Arrow-right Camera
The Spokesman-Review Newspaper
Spokane, Washington  Est. May 19, 1883

Lawmakers Protest Plan To Raise Cabin Leases Yearly Fees Could Jump To $28,125

From Staff And Wire Reports

An Idaho hearing could set the cost of forest cabins nationwide and balance the interests of taxpayers against those of cabin renters, from senior citizens on fixed incomes to actor Bruce Willis.

Members of Idaho’s congressional delegation have protested a plan by the U.S. Forest Service to charge rentals that are closer to market value for cabins on federal land, including the Sawtooth National Forest.

“The new fees could force many Idahoans to sell cabins they have used for generations, simply because they cannot afford the Forest Service fee,” U.S. Rep. Helen Chenoweth, R-Idaho, said in a written statement.

Chenoweth has scheduled a hearing on the issue next month in Coeur d’Alene.

The Forest Service says the fee increases reflect the true value of the federal land around Petit Lake, which is nestled deep in trees, has views of the towering Sawtooths and is only a short drive from Sun Valley’s ski slopes.

“Those sites are probably the best in the United States,” said Ed Waldapfel, a spokesman for the Sawtooth National Forest. “It doesn’t get any better than this.”

The state of Idaho also is grappling with how to raise lease rates for cabins on state land. One proposal favored by Attorney General Al Lance is to auction off cabin sites on Priest and Payette lakes.

More than 350 cabin sites at Priest Lake could be sold because they have little potential as an investment for the state. About 75 percent of the leaseholders in Bonner County are from Washington state.

Federal fees for the 182 cabin sites in the Sawtooth forest, now as low as $156 a year, would jump to as much as $28,125 a year.

The most dramatic increases would hit the 23 Petit Lake leaseholders, who would see their annual fee go from an average of $1,114 to anywhere between $22,000 and $28,125.

Waldapfel acknowledged that the new fees could be too steep for people on fixed incomes. “But, on the other hand,” he said, “they have gotten a tremendous bargain. Some of them have paid only $100 a year for the last 20 years for a very, very nice site on public land that they have been using exclusively with their families.”

The increases, based on new property value assessments, were scheduled to go into effect this year, but the Sawtooth cabin owners won a reprieve last fall when Congress passed a provision introduced by Sen. Larry Craig, R-Idaho, that blocked the hikes from taking effect.

The provision also phases in, over a three-year period, any fee increase that is greater than 100 percent.

But the issue will not disappear. Craig’s measure blocking the hikes lasts only until January 1999, and the Sawtooth rent hikes are part of a wider U.S. Forest Service effort to reappraise the value of the 15,600 cabin sites leased on forest land around the country and adjust fees accordingly.

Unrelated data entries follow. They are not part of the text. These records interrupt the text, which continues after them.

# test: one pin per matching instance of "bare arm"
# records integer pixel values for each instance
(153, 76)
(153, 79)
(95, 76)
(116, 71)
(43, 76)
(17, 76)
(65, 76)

The General Accounting Office, Congress’ investigative arm, reported in 1996 that the undervaluation of federal lots, including cabin sites, was costing the government tens of millions of dollars a year.

The fees collected on the Sawtooth cabin sites are based on assessments made in 1976 and bring in about $100,000 a year, Waldapfel said.

Had the fees gone into effect in 1998, the Forest Service would have collected somewhere between $900,000 to $1 million, he said. Twenty-five percent of that money would have gone to Idaho counties. Remaining funds would have gone into the U.S. Treasury.

Chenoweth, who chairs a House panel on forests, said she wants taxpayers and cabin owners to get a fair shake, and argued that the Forest Service’s scheme is flawed.

“The Forest Service is assessing the new lease rates based on similar private property,” she said. “Yet, that’s a false comparison, since private property owners enjoy a great many more rights to use of their property than do forest land holders.”

She argues that leaseholders, forced off the land by the rent hikes, may have a hard time finding buyers because of high annual fees and restrictions imposed on cabin owners by the Forest Service.

Waldapfel disagrees. In the past three years, three cabins on federal forest land at Petit Lake have been sold to new owners, at prices ranging from $500,000 to $820,000, he said. “There’s a waiting list of people waiting to purchase summer homes,” he said.

“Every one that’s come up for sale has sold.”